In a speech to the Society of Professional Economists, Huw Pill warned against “unusually large policy steps” as he explained his move to join the majority on the Bank’s Monetary Policy Committee (MPC) in voting for a quarter point rise to 0.5%.
Four members voted for a half point rise to 0.75% at last Thursday’s meeting as the Bank warned that inflation was set to peak at an eye-watering 7.25% in April – the highest level since August 1991.
The Bank also made it clear that more rate hikes were on the way to try and bring inflation back to its 2% target.
But Mr Pill, who replaced Andy Haldane in the role last September, argued it was unclear how high rates would need to go, given extreme volatility in wholesale energy markets and uncertainty on how wage growth would react in the coming months.
He said: “I worry that taking unusually large policy steps may validate a market narrative that Bank policy is either foot-to-the-floor on the accelerator or foot-to-the-floor with the brake.”
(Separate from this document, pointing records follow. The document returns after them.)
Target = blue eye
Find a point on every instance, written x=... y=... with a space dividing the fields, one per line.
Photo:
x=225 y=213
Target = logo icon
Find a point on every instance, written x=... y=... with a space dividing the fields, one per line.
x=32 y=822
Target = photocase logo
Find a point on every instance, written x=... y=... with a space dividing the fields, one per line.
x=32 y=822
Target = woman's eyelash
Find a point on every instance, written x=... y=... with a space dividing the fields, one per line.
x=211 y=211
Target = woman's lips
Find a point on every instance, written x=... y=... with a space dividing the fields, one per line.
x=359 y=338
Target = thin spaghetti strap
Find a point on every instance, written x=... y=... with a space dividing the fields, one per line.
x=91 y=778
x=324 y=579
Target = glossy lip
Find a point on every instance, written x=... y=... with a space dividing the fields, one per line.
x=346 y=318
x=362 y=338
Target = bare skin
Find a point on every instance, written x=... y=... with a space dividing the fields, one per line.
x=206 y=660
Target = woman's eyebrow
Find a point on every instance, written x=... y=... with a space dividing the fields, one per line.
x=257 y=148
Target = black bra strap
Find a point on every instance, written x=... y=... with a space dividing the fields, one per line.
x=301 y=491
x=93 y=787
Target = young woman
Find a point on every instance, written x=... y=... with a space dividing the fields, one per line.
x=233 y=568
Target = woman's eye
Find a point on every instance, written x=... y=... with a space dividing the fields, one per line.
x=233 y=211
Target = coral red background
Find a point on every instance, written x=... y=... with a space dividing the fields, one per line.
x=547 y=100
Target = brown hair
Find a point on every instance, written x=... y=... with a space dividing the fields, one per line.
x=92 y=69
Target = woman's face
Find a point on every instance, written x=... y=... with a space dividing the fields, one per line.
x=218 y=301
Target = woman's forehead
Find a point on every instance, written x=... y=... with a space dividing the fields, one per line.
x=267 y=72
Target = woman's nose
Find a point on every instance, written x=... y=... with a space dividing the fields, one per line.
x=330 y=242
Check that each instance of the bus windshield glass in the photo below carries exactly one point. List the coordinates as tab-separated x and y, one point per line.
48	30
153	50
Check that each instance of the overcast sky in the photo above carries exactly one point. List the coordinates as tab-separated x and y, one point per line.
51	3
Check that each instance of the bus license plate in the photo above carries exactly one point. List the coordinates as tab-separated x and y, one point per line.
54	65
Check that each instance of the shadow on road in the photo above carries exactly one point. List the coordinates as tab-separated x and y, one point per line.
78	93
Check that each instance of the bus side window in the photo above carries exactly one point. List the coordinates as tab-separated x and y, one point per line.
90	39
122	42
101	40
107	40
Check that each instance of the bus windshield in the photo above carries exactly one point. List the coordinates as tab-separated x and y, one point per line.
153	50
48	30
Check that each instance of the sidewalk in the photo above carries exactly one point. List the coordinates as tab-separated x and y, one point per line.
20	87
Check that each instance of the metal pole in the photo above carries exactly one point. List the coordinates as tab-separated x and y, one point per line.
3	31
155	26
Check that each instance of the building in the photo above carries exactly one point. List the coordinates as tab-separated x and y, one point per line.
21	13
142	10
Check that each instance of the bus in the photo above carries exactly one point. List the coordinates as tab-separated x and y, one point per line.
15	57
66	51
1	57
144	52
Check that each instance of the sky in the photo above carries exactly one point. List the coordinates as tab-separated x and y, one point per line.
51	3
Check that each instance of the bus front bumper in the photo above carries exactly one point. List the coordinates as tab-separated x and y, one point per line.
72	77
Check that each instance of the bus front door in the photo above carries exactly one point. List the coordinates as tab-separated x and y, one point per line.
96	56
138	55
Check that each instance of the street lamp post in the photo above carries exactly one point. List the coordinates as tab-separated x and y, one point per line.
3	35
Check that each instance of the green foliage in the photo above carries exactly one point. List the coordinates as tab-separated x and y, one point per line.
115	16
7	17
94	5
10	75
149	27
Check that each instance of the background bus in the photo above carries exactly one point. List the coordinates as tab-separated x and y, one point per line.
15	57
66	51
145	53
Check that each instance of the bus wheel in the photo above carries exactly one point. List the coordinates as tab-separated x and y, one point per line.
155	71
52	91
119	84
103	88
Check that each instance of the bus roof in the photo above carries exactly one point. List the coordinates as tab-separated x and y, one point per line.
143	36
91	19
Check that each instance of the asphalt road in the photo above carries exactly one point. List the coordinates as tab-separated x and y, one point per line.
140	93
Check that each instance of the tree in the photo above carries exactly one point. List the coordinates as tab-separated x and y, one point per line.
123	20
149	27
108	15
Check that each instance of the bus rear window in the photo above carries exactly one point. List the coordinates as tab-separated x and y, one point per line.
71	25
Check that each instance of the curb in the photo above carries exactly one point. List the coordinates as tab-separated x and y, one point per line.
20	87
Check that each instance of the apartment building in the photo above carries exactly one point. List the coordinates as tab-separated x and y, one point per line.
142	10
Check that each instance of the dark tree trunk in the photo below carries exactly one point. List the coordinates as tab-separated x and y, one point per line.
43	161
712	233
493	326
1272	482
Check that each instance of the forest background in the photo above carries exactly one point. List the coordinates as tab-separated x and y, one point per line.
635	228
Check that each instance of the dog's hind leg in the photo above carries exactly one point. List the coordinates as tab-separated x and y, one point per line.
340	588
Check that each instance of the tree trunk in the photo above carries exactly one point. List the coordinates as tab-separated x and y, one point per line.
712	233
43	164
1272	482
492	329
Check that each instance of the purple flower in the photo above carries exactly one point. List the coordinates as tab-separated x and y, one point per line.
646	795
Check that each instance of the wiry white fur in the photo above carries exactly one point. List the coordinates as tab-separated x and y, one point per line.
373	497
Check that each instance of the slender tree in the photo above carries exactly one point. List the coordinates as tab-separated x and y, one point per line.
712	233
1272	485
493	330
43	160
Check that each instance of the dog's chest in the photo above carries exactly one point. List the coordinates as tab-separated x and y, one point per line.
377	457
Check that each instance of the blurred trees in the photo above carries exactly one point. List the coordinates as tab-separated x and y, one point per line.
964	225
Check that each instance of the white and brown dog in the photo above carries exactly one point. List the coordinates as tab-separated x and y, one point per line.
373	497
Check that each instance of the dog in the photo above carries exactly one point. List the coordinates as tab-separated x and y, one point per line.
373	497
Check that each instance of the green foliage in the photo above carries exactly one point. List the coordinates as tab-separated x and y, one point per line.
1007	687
He added: “Restricting ourselves to a 25 basis points now – albeit with the prospect of more to come in the coming months – is an investment in containing market expectations of aggressive ‘activism’ that I saw as worth making.
“That is what I would label a ‘steady handed’ approach to monetary policy.”
His comments come after Bank governor Andrew Bailey sparked a backlash last week after telling Britons not to demand big pay rises this year to help curb inflation.
He told the BBC while it would be “painful” for workers, some “moderation of wage rises” was needed to stop inflation from becoming entrenched.
His remarks incurred the wrath of trade unions as households are set to face the worst hit to their income for at least 32 years, and were seen as being particularly insensitive, given Mr Bailey’s six-figure salary.
Mr Pill said the Bank has made the call that raising rates will push down on wage pressures, by having the painful but necessary consequence of increasing unemployment and slowing growth, especially when added to the cost of living squeeze already weighing on firms and consumers.
He said while a “difficult trade-off”, this would help bring down inflation “without the UK falling into recession”.
But, he added it was a “call surrounded by uncertainty”.
If wages do not fall as forecast, then rates may need to rise higher then expected, but equally if energy prices ease back sooner than expected, than rates may not need to rise by as much, according to Mr Pill.
“Retaining flexibility is important,” he said.